N’eussent été la modeste balançoire, les deux bancs esseulés sous les pins ainsi que le panneau indicateur municipal standard, on aurait peine à croire que c’est un parc montréalais, flanqué de la station Bixi d’Hutchison-Van Horne encore épargnée des graffitis qui maculent l’abribus griffé Dior, la cabine téléphonique de Bell ainsi que le mur de briques de la ruelle d’à côté.

Ici, le Plateau Mont-Royal touche à sa fin et dans cette limite nord du quartier Mile-End on croise une importante communauté juive hassidique qui s’étend dans le chic arrondissement d’Outremont avoisinant.

Did you know that Toto Bissainthe once recorded a yiddish lullaby ? demandai-je à deux jeunes qui traversaient le parc.

What ? No, we don’t… répondirent-ils l’air interrogateur.

Juste en face, non loin du bâtiment délabré, je repère un taximan d’origine haïtienne.

Pardon, Monsieur, en face, c’est bien le Parc Toto Bissainthe,  la très grande comédienne, actrice et chanteuse haïtienne ?

Je ne sais pas. Non, non, elle n’est pas Haïtienne.

Et pourtant. C’est avec des mots créoles d’Haïti, son île natale, et avec des chants d’esclaves tirés du culte vaudou qu’elle a interprété et chanté le quotidien des opprimés, la souffrance des exilés, la soif de liberté des enfermés, elle qui était « hantée par la déportation de ses aïeux ». Et il m’arrive d’imaginer que si Pauline Julien avait été Haïtienne, elle aurait pu aisément s’appeler Toto Bissainthe tant leurs deux parcours se rejoignent.

Le parc qui porte le nom de Toto Bissainthe depuis octobre 1996 est un minuscule îlot oublié d’à peine mille mètres carrés, planté de quelques arbres et que traverse un raccourci séparant le gazon miteux d’une surface de sable, qui semble faire tristement écho aux mornes érodés de l’île créole caraïbe.

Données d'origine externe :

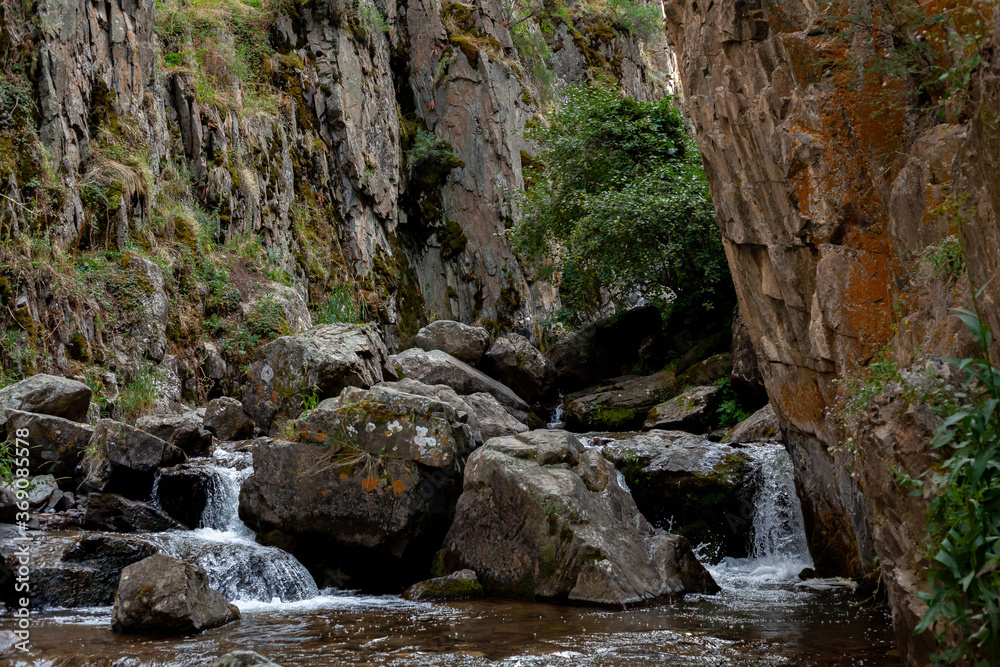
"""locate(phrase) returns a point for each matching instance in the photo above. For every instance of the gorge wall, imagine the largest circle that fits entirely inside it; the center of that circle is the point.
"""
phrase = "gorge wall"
(834, 184)
(169, 172)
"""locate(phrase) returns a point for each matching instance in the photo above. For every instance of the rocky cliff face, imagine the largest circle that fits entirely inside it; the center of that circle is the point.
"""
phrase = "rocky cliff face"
(836, 186)
(170, 173)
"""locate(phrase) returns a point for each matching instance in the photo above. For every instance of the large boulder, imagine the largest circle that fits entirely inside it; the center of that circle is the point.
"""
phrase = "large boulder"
(123, 459)
(761, 426)
(541, 516)
(226, 418)
(607, 349)
(72, 569)
(324, 360)
(517, 363)
(692, 410)
(56, 446)
(161, 594)
(372, 486)
(461, 585)
(620, 404)
(186, 431)
(41, 493)
(690, 486)
(47, 395)
(462, 341)
(466, 411)
(494, 421)
(437, 367)
(109, 511)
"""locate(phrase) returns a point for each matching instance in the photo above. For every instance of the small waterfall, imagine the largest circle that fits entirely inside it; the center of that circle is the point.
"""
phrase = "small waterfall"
(778, 551)
(237, 567)
(778, 527)
(558, 415)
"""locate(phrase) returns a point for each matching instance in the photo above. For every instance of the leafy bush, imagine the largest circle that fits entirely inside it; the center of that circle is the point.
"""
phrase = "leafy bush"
(619, 209)
(964, 518)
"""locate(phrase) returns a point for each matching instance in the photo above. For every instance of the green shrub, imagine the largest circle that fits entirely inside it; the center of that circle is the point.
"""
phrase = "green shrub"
(340, 306)
(964, 518)
(621, 208)
(139, 396)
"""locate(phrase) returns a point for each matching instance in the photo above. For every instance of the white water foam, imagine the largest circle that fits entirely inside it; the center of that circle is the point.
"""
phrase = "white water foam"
(778, 551)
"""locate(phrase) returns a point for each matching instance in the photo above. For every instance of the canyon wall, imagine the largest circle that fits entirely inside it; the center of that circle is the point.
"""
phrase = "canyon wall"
(835, 187)
(169, 171)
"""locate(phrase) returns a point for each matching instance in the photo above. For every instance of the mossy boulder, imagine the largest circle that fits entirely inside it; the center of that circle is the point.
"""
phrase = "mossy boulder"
(689, 485)
(542, 516)
(621, 404)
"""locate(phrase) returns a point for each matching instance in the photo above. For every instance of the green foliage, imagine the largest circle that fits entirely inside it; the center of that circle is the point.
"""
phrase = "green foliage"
(964, 518)
(340, 306)
(139, 396)
(730, 412)
(621, 208)
(938, 46)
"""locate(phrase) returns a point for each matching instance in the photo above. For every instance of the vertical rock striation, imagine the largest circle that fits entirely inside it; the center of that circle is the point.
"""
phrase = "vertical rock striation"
(832, 188)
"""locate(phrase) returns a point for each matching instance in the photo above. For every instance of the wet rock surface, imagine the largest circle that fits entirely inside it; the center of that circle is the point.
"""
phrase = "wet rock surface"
(56, 446)
(515, 362)
(375, 480)
(465, 343)
(692, 410)
(541, 516)
(436, 367)
(161, 594)
(620, 404)
(184, 431)
(227, 420)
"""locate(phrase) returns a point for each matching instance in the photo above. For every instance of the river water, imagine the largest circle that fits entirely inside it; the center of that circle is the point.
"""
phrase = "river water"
(763, 616)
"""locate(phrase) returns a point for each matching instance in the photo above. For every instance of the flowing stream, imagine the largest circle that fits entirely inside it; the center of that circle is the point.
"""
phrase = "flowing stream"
(763, 616)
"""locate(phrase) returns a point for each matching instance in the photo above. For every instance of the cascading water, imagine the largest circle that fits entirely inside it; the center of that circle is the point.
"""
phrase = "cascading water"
(778, 552)
(239, 568)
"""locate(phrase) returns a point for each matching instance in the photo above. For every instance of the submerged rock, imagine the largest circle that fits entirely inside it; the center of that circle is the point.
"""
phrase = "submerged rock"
(184, 491)
(461, 585)
(494, 421)
(436, 367)
(465, 343)
(518, 364)
(47, 395)
(620, 404)
(227, 420)
(761, 426)
(244, 659)
(161, 594)
(691, 411)
(375, 480)
(185, 431)
(123, 459)
(691, 486)
(55, 445)
(324, 359)
(541, 516)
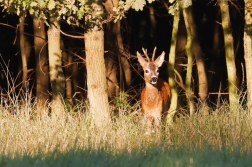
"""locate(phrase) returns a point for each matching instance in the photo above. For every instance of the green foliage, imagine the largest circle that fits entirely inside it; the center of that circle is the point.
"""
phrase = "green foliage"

Depuis peu, une murale de l’artiste nicaraguayen Julio Moreno agrémente ce petit espace. Cada Gotita Cuenta, Chaque goutte compte, vient rappeler au passant que l’eau est source de vie. Telle la maîtresse des eaux, Toto Bissainthe en serait ravie, elle dont la parole a célébré le « rasanbleman » des gouverneurs de la rosée.

En effet, chaque goutte compte dans cette initiative sociale de l’organisme MU qui fait fleurir des murales afin de jeter des ponts entre les communautés montréalaises. Et notamment ici avec la communauté juive hassidique dont les représentants sont les propriétaires du mur qui sert de toile à la fresque urbaine.

Et si la Fondation One Drop-Goutte de vie du Cirque du Soleil y a manifesté son soutien, l’embouteilleur d’eau Naya, pour ne pas être en reste, y vient mêler son couplet publicitaire environnemental.

La grande voix noire de Toto Bissainthe semble résonner comme jamais dans ce petit jardin public qui est à l’image de la parole de l’artiste haïtienne : entre misère et espoir.

En hommage à l’artiste, décédée en octobre 1994, le doyen haïtien des poètes montréalais, Anthony Phelps, a écrit : « Hmm ! Sacrée Toto ! … Le brigadier a frappé ses trois coups, et tes pas se sont perdus dans le Tragique, la Dérision, entre l’Absurde et le Comique ».